Proof. Let \psi_k \in \mathcal{C}^*. By Theorem 5.25, the j-th entry of [T^*\psi_k]_{\mathcal{B}^*} is (T^*\psi_k)(v_j) = \psi_k(T(v_j)). Since T(v_j) = \sum_i a_{ij}w_i, \psi_k(T(v_j)) = \sum_{i=1}^{m} a_{ij}\psi_k(w_i) = \sum_{i=1}^{m} a_{ij}\delta_{ki} = a_{kj} = (A^T)_{jk}. Thus the k-th column of [T^*]_{\mathcal{C}^*}^{\mathcal{B}^*} equals the k-th column of A^T. \square
5.10 The Space of Matrices and Linear Maps
Theorem 5.27 Fix bases \mathcal{B} of \mathcal{V} and \mathcal{C} of \mathcal{W}. The map \Phi : \mathcal{L}(\mathcal{V}, \mathcal{W}) \to M_{m \times n}(\mathbb{F}), \quad T \mapsto [T]_{\mathcal{B}}^{\mathcal{C}} is a vector space isomorphism.
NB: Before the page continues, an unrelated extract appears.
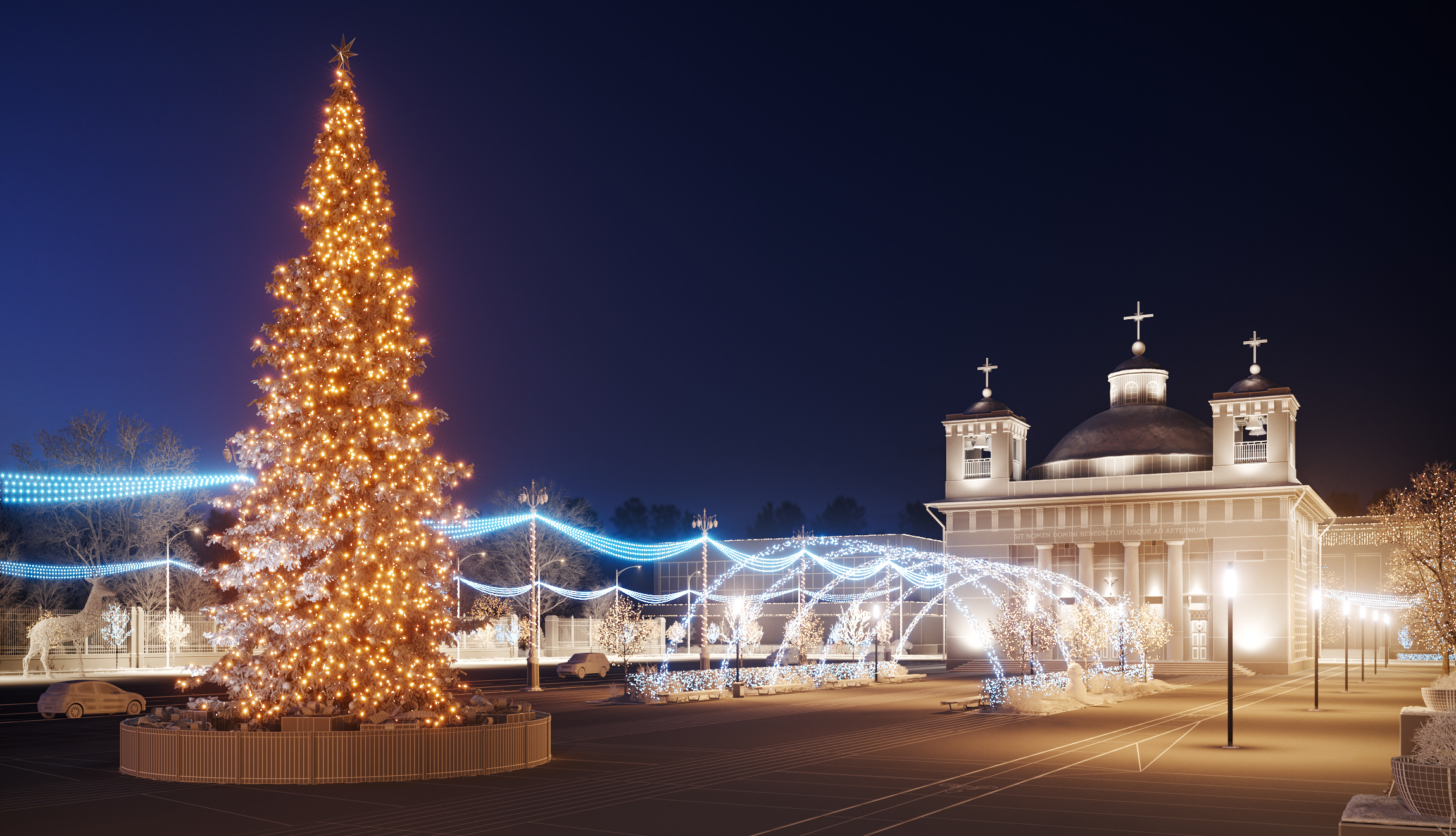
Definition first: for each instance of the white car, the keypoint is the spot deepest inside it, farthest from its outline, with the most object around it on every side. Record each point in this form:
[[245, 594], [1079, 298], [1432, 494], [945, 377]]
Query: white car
[[80, 697], [583, 663]]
Proof. For linearity, the j-th column of [S+T]_{\mathcal{B}}^{\mathcal{C}} is [(S+T)(v_j)]_{\mathcal{C}} = [S(v_j)]_{\mathcal{C}} + [T(v_j)]_{\mathcal{C}} by Theorem 5.1, so \Phi(S+T) = \Phi(S)+\Phi(T). Similarly \Phi(cT) = c\Phi(T).
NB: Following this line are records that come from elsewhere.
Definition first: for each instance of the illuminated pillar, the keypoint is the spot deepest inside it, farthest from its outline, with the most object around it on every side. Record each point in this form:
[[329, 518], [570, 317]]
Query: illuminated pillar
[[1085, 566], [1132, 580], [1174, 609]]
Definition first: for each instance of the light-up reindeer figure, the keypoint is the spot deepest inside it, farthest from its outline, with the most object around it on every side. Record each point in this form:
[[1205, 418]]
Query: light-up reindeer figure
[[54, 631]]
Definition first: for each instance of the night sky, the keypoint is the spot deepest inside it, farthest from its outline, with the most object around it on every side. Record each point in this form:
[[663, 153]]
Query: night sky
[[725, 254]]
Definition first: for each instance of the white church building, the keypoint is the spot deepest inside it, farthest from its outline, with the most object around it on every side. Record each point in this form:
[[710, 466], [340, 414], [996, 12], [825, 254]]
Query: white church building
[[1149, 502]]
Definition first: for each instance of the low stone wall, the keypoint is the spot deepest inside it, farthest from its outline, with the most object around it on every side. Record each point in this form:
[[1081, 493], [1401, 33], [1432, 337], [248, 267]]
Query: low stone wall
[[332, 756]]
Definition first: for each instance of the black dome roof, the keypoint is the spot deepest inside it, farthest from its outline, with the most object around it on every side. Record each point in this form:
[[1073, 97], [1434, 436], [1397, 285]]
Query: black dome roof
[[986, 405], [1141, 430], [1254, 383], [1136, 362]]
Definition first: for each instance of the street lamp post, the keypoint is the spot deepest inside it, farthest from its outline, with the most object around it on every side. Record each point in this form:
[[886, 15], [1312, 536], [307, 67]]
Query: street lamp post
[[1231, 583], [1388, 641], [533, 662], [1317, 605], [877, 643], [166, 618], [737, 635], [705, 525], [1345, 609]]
For injectivity, if [T]_{\mathcal{B}}^{\mathcal{C}} = 0 then [T(v_j)]_{\mathcal{C}} = 0 for all j, so T(v_j) = 0 for all j by injectivity of [\cdot]_{\mathcal{C}}. By Theorem 4.3, T = 0.
For surjectivity, given A \in M_{m \times n}(\mathbb{F}), define T : \mathcal{V} \to \mathcal{W} by T(v_j) = ([\cdot]_{\mathcal{C}})^{-1}(a_j) and extend linearly. Then [T]_{\mathcal{B}}^{\mathcal{C}} = A by construction. \square
Corollary 5.1 \dim \mathcal{L}(\mathcal{V}, \mathcal{W}) = mn.
Proof. By Theorem 5.27, \mathcal{L}(\mathcal{V},\mathcal{W}) \cong M_{m \times n}(\mathbb{F}), which has dimension mn by Theorem 5.3. \square
5.11 Closing Remarks
This chapter constructed the bridge between abstract linear algebra and computational matrix algebra. Coordinate maps [\cdot]_{\mathcal{B}} convert vectors into column vectors; matrix representations [T]_{\mathcal{B}}^{\mathcal{C}} convert linear maps into rectangular arrays. The fundamental identity [T(v)]_{\mathcal{C}} = [T]_{\mathcal{B}}^{\mathcal{C}} [v]_{\mathcal{B}} ensures that applying T abstractly corresponds exactly to matrix multiplication in coordinates. This correspondence allows us to translate between the two perspectives: subspaces associated with T correspond to subspaces associated with [T]_{\mathcal{B}}^{\mathcal{C}}, composition of maps corresponds to matrix multiplication, and so on. The coming chapters will leverage this machinery to study determinants, eigenvalues, and diagonalization.